Position Summary
The Principal Platform Scripting & Infrastructure Engineer is a senior-level hands-on engineer responsible for designing and building the automation layer that powers the H100 platform.
This includes complex bootstrap scripts, infrastructure provisioning pipelines, Kustomize overlays, Terraform modules, and operational tooling.
You will own the scripting and automation backbone that enables repeatable, auditable infrastructure delivery across Google Cloud Platform, GKE, and the CI/CD runner fleet.
Key Responsibilities
- Design and maintain bootstrap automation scripts (Bash, PowerShell) for end-to-end Google Cloud Platform project, GKE cluster, and KCC platform provisioning (70KB+ bootstrap scripts)
- Build and maintain Terraform modules for Google Cloud Platform infrastructure: bootstrap project, GKE clusters, NCC spokes, Palo Alto NGFW, Wiz integration
- Develop Kustomize overlays and KCC manifests for GitOps-driven infrastructure delivery via Config Sync
- Create and maintain preflight validation scripts for infrastructure readiness checks (GKE, networking, IAM, Config Sync)
- Build CI/CD pipeline automation: GitHub Actions workflows for Terraform plan/apply, KCC manifest validation (yamllint, kustomize build, OPA checks)
- Develop operational scripts for emergency cleanup, immutable resource fixes, secret rotation, and disaster recovery procedures
- Automate runner image builds for Linux, Windows, Android, and iOS GitHub Actions self-hosted runners
- Build and maintain JFrog Artifactory integration scripts for artifact lifecycle management
- Create monitoring and alerting automation: dashboards-as-code, alert policy management, SLO configuration
- Develop infrastructure testing and validation frameworks to ensure changes are safe before production deployment
- Document all automation with clear README files, inline comments, and runbooks
- Collaborate with the Principal Cloud Engineer on architecture decisions and implementation
Required Qualifications & Skills
- 10+ years in infrastructure engineering with deep scripting and automation focus
- Expert-level Bash scripting (complex multi-stage provisioning scripts, error handling, idempotency)

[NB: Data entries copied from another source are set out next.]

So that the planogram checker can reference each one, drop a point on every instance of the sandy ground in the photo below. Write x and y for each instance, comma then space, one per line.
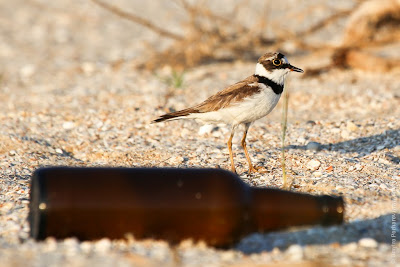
66, 102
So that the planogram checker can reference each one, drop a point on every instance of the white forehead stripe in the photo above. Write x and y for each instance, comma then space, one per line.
285, 60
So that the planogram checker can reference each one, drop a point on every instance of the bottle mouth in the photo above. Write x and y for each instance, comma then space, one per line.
333, 210
37, 207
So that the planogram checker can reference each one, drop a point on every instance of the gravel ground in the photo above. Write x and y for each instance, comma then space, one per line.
64, 103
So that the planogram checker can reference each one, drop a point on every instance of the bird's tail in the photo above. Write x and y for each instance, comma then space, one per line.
181, 114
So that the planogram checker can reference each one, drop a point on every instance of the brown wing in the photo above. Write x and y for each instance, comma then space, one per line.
229, 95
222, 99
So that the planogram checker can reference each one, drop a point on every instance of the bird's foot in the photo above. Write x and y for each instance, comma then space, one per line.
258, 169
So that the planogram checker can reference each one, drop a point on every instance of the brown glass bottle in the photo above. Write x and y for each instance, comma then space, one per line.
211, 205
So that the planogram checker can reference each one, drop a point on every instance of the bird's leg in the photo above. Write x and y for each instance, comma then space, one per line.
251, 167
233, 169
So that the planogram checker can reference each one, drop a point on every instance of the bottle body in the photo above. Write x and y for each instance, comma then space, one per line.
171, 204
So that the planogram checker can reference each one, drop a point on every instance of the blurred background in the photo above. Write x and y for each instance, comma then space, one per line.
39, 37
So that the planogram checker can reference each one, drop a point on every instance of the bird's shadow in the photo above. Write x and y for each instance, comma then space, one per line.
384, 229
363, 145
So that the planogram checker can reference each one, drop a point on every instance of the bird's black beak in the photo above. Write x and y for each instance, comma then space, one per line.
296, 69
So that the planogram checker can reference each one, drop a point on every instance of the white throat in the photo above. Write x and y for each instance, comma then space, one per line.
276, 75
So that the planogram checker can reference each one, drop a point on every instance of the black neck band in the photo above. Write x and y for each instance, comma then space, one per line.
277, 88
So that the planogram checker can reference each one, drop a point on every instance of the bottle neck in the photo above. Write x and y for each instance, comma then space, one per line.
272, 209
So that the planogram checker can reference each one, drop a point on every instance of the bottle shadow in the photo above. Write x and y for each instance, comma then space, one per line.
383, 229
363, 145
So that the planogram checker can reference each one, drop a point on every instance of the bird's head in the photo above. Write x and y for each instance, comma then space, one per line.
275, 67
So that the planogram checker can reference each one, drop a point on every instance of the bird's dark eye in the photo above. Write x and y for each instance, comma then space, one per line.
277, 62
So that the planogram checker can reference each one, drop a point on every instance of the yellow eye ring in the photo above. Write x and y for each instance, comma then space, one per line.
277, 62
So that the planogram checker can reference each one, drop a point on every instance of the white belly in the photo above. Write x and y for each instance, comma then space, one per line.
248, 110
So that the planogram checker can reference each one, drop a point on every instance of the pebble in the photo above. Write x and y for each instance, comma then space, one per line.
350, 247
351, 126
68, 125
368, 242
206, 129
314, 146
103, 245
313, 164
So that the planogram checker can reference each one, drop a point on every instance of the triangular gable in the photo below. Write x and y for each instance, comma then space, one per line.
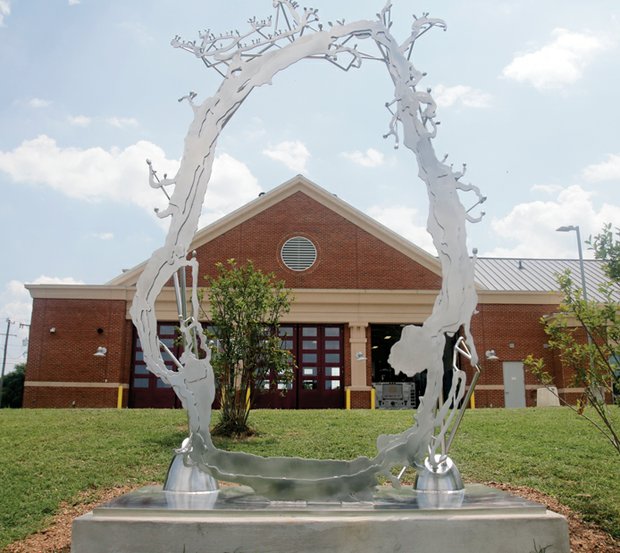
267, 203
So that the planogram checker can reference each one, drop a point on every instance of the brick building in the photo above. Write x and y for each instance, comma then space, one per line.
355, 284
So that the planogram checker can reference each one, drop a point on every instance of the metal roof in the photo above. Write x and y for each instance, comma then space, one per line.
538, 275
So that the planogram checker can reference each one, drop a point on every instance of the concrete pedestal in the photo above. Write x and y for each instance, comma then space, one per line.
480, 520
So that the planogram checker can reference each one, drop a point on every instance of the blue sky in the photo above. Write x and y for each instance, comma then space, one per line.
527, 94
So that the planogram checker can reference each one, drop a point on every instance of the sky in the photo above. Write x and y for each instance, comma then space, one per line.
527, 95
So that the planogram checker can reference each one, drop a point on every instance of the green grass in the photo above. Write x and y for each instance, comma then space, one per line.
49, 456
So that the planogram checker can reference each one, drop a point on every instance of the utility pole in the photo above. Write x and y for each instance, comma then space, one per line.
6, 343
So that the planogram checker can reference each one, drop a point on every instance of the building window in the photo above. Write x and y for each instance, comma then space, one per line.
298, 253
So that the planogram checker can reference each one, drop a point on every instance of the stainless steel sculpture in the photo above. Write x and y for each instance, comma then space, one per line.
246, 61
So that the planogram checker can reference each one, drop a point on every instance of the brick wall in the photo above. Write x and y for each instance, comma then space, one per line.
348, 257
514, 332
66, 354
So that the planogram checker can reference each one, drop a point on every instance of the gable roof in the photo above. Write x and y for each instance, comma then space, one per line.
299, 183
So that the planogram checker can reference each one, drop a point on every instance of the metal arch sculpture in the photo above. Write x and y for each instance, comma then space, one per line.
245, 62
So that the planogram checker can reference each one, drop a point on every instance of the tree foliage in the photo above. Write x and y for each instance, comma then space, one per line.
13, 387
606, 246
586, 336
246, 307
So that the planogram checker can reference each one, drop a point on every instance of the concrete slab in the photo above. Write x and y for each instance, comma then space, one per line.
482, 520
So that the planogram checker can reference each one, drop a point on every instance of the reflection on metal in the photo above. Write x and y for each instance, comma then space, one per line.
249, 60
184, 476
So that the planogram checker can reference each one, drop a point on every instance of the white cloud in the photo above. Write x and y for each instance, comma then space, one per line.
122, 122
38, 103
606, 170
446, 96
232, 185
560, 62
293, 154
5, 10
405, 221
531, 226
370, 158
91, 174
95, 174
547, 188
79, 120
103, 235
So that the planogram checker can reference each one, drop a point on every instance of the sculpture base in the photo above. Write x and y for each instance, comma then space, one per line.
478, 520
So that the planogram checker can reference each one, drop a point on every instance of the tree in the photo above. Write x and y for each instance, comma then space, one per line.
591, 347
246, 307
13, 387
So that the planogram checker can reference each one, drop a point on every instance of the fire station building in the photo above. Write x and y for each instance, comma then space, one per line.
354, 284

- Strong PowerShell skills for Windows-based automation and runner image management
- Advanced Python for infrastructure tooling, API integrations, and data processing
- Strong Terraform (HCL): module development, state management, provider configuration, CI/CD integration
- Kubernetes manifests: Kustomize, Helm charts, KCC resources, RBAC, Config Sync
- Google Cloud Platform SDK/CLI proficiency: gcloud, gsutil, kubectl, kustomize, terraform CLI
- GitHub Actions workflow authoring: composite actions, reusable workflows, matrix strategies, self-hosted runners
- Experience with GKE cluster lifecycle: provisioning, upgrades, node pool management, Config Sync setup
- Familiarity with Packer or similar tools for building custom VM/container images
- Strong Linux systems administration (Ubuntu/Debian, systemd, networking, storage)
Preferred / Nice-to-Have
- Experience with KCC (Config Connector) as infrastructure-as-code for Google Cloud Platform resources
- Go programming for CLI tooling or Kubernetes operators
- Experience with ARC (Actions Runner Controller) deployment and configuration on GKE
- Familiarity with OCI artifact registries and Config Sync OCI source type
- Experience with External Secrets Operator (ESO) and Google Cloud Platform Secret Manager integration
Technology Stack
Scripting: Bash (primary), PowerShell, Python, Go
IaC: Terraform, Kustomize, Helm, KCC manifests (YAML)
Cloud: Google Cloud Platform (GKE, Compute, VPC, IAM, KMS, Secret Manager, Artifact Registry, NCC)
CI/CD: GitHub Actions, Config Sync, JFrog Artifactory, OCI registries
Containers: Docker, GKE, ARC, ESO, containerd
Testing: OPA/Rego, yamllint, kustomize build validation, Terraform plan checks
OS: Linux (Ubuntu/Debian), Windows Server, macOS
Experience
- 10+ years infrastructure/scripting; 5+ years cloud automation; 3+ years Google Cloud Platform/GKE.